Trace thematic shifts in research trends before and after 2023.

Procedure

  1. Split nodes by publication year:
    • before 2023,
    • 2023 and later.
  2. Build documents from title + abstract.
  3. Tokenize and clean text.
  4. Create one shared vocabulary dictionary for both groups.
  5. Train two LDA models (same vocabulary, separate corpora).
  6. Extract topic-term matrices:
    • D (pre-2023),
    • S (post-2023).
  7. Compute shift score for each topic:
    • shift = 1 - max cosine similarity to any topic in opposite period.
  8. Rank:
    • pre-2023 topics with highest shift (potentially disappearing),
    • post-2023 topics with highest shift (potentially emerging).
  9. Print top words for each ranked topic.

Why this is valid

  • Shared vocabulary ensures D and S are directly comparable.
  • Cosine similarity captures semantic overlap between topic distributions.
  • Ranking by shift provides interpretable emergence/disappearance candidates.

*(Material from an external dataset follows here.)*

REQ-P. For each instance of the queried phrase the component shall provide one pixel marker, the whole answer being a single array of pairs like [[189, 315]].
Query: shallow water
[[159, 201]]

4. Observed Results from Current Run

The following results were generated by running:

python /home/mshahidul/readctrl/assignment_sc_2/code.py

4.1 Network and LCC Summary

  • LCC contains 1662 nodes and 26134 edges.
  • This indicates analysis is performed on a large connected core, suitable for centrality and connectivity experiments.

4.2 Centrality Correlation Results

Pearson correlation between centrality rankings:

Metric Degree Closeness Betweenness
Degree 1.0000 0.9361 0.8114
Closeness 0.9361 1.0000 0.7684
Betweenness 0.8114 0.7684 1.0000
  • Lowest-correlation pair: Closeness vs Betweenness (r = 0.7684).
  • Interpretation: closeness captures global proximity, while betweenness captures shortest-path brokerage; these are related but not identical structural roles.

4.3 Central Papers (Top-10) Highlights

Across Degree, Closeness, and Betweenness top-10 lists, several papers repeatedly appear, including:

  • ahuja-etal-2023-mega ({MEGA}: Multilingual Evaluation of Generative {AI}),
  • ding-etal-2020-discriminatively,
  • shin-etal-2020-autoprompt,
  • weller-etal-2020-learning,
  • qin-etal-2023-chatgpt.

This overlap suggests robust influence of these papers across local connectivity, global accessibility, and bridge-like structural importance.

4.4 Optional Topic Evolution Results

Topic matrices:

  • D (before 2023): shape (5, 5000)
  • S (after 2023): shape (5, 5000)

Top potentially disappearing theme example:

  • Before Topic 4, shift 0.1912, keywords: question, knowledge, event, performance, questions, task, graph, can

Top potentially emerging theme example:

  • After Topic 2, shift 0.1989, keywords: llms, large, data, tasks, knowledge, reasoning, generation, performance

Interpretation: post-2023 topics show stronger emphasis on LLMs, reasoning, and generation-centered trends.


5. Limitations and Practical Notes

  • Weak/strong tie counts are currently implicit via sorted order; explicit threshold-based counts can be added if required.
  • Topic modeling quality depends on preprocessing and corpus size.
  • Interpretation quality in final report should connect output topics/central papers to real NLP/AI trends for stronger grading.